Sunday, 25 May 2014

Laskmamma, now 70, tells me ...


She tells stories about customs … 

Lakshmamma is an Edduluvalu, a sect of the Dalits here. She says the tortoise is the aada bidda (literally ‘girl child of the family’, usually referring to the daughter who has been married away) of the Edduluvaalu. The tortoise is considered to be Sibbaalamma, their family goddess, also called  'Amma'. There is a story behind this. 

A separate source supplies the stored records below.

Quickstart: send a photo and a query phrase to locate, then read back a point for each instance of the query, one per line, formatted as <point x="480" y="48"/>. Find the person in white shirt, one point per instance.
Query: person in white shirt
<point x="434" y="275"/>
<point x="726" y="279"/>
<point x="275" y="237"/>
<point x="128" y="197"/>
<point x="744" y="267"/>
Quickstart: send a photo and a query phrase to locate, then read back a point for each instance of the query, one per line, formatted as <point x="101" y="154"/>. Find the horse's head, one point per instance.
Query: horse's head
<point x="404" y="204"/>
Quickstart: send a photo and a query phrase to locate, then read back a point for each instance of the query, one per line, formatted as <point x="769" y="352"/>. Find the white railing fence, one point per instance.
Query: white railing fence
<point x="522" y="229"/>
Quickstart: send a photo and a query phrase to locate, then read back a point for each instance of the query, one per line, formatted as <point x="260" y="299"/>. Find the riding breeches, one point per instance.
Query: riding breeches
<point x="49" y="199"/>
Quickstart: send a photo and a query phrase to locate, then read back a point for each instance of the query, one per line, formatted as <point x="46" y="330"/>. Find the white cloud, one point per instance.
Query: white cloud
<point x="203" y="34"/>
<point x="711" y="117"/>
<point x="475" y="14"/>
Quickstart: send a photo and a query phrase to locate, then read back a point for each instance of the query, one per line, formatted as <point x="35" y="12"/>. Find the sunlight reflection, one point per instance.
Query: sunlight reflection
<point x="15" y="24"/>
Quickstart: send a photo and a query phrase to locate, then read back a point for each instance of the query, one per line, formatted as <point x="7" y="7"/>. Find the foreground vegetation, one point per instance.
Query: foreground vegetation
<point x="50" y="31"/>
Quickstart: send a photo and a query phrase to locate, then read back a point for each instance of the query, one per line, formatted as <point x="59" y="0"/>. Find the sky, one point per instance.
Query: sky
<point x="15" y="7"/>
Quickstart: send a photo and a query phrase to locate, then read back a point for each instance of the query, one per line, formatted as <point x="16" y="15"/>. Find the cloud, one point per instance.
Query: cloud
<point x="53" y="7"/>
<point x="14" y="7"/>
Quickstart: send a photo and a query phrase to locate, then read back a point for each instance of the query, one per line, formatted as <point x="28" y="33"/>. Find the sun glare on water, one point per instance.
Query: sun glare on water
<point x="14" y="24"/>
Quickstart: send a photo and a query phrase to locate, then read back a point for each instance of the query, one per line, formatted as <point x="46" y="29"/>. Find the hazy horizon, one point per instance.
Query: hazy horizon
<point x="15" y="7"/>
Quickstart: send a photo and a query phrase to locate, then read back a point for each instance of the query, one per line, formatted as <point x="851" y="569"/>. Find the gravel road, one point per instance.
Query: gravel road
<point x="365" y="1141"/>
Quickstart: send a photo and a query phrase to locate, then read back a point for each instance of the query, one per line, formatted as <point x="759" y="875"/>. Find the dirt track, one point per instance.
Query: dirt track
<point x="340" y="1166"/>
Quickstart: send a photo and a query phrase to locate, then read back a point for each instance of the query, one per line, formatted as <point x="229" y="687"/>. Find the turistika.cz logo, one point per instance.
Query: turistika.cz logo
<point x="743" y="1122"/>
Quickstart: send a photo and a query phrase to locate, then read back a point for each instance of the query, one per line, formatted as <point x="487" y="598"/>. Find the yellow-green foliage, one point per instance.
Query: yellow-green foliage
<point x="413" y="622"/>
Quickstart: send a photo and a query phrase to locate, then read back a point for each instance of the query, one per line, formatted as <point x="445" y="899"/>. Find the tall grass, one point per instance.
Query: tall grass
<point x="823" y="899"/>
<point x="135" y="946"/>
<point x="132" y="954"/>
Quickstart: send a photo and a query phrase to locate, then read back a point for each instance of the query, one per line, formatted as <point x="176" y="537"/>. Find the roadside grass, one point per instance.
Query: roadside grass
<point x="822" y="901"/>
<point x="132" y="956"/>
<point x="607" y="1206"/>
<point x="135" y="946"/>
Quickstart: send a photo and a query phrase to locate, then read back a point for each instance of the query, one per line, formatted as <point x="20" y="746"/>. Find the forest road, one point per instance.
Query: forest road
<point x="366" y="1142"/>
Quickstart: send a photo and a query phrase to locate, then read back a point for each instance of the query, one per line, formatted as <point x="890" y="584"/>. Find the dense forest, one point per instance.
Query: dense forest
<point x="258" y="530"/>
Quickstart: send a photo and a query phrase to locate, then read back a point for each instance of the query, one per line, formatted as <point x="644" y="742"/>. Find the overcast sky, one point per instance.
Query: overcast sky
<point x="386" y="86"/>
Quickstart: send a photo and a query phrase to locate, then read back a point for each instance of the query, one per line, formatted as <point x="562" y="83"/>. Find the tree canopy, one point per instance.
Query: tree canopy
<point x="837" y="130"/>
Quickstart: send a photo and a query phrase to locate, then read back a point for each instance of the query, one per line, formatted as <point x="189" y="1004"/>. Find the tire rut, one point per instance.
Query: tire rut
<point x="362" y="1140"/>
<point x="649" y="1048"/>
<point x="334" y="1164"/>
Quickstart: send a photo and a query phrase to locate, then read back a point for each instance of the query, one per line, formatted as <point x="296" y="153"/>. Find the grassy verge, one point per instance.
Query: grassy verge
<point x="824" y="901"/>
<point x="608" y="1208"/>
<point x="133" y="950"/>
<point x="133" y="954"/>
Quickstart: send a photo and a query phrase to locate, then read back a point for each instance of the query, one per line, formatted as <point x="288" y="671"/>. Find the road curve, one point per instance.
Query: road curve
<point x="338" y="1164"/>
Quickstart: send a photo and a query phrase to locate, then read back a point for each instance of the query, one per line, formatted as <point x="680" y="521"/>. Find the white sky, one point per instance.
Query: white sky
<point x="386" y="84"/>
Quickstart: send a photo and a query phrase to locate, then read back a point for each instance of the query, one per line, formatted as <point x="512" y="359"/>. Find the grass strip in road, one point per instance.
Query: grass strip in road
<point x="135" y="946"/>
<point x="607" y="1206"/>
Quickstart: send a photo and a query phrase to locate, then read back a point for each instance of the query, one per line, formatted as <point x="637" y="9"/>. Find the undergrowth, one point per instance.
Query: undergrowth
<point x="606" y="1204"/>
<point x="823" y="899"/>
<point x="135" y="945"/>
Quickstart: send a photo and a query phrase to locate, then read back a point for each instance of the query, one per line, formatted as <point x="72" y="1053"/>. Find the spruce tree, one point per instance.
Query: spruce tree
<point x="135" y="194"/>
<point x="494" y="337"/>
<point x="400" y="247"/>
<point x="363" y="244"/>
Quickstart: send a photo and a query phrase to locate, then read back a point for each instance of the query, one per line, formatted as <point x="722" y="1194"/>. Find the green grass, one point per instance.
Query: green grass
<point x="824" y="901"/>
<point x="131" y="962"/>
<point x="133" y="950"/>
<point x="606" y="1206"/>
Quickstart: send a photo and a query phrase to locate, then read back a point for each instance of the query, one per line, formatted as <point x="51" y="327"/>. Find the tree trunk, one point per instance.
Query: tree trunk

The daughter of the family had come to attend a wedding. She is not supposed to pound rice, but she started pounding rice for khajjalu (sweetmeats made of rice flour and jaggery). When she put the pounding stick aside, it got stuck to the wall. Then she left it there and set out for the potter's to get the ariveni, sacred pots that are the placed as the deity in marriages. As her children were troublesome, she put them under a bamboo basket and left. But the children turned into tortoises and crawled away. When she returned, she couldn’t find her children. Then she prayed to Sibbalamma to restore them, and promised that henceforth in her community married daughters would not participate in the nalugu ceremony before marriages. Even today the Eddaluvaalu have this custom, that married daughters keep away in thie ceremony.

Even now the Edduluvaalu do not eat tortoise meat, as the tortoise is Sibbalamma. If a tortoise comes home, they worship it with turmeric, kumkum, light karpooram before it and put flowers over it. They put a turmeric soaked cloth over it and release it in water. Lakshmamma said the tortoise used to visit her previous house in the lower street, but regretfully said it does not come here.

Lakshmamma describes scenes from long ago … how Yaavanna would come in yellow clothes on his horse. He would stop near the village temple, get off the horse, and sit down. People would treat him like a God and offer him worship with kumkum and turmeric. Coconuts would be broken before him and camphor would be lit. He would ask for a lamp and wash it with water and pour water into it and light the wick – the wick would burn brightly . Krishnamma, she says, conceived only after his blessings. When he blessed her Krishnamma  promised to give away everything valuable on her body – her gold nose ring, her earrings - after she conceived. But she waited in vain for him to come again, but he never came again.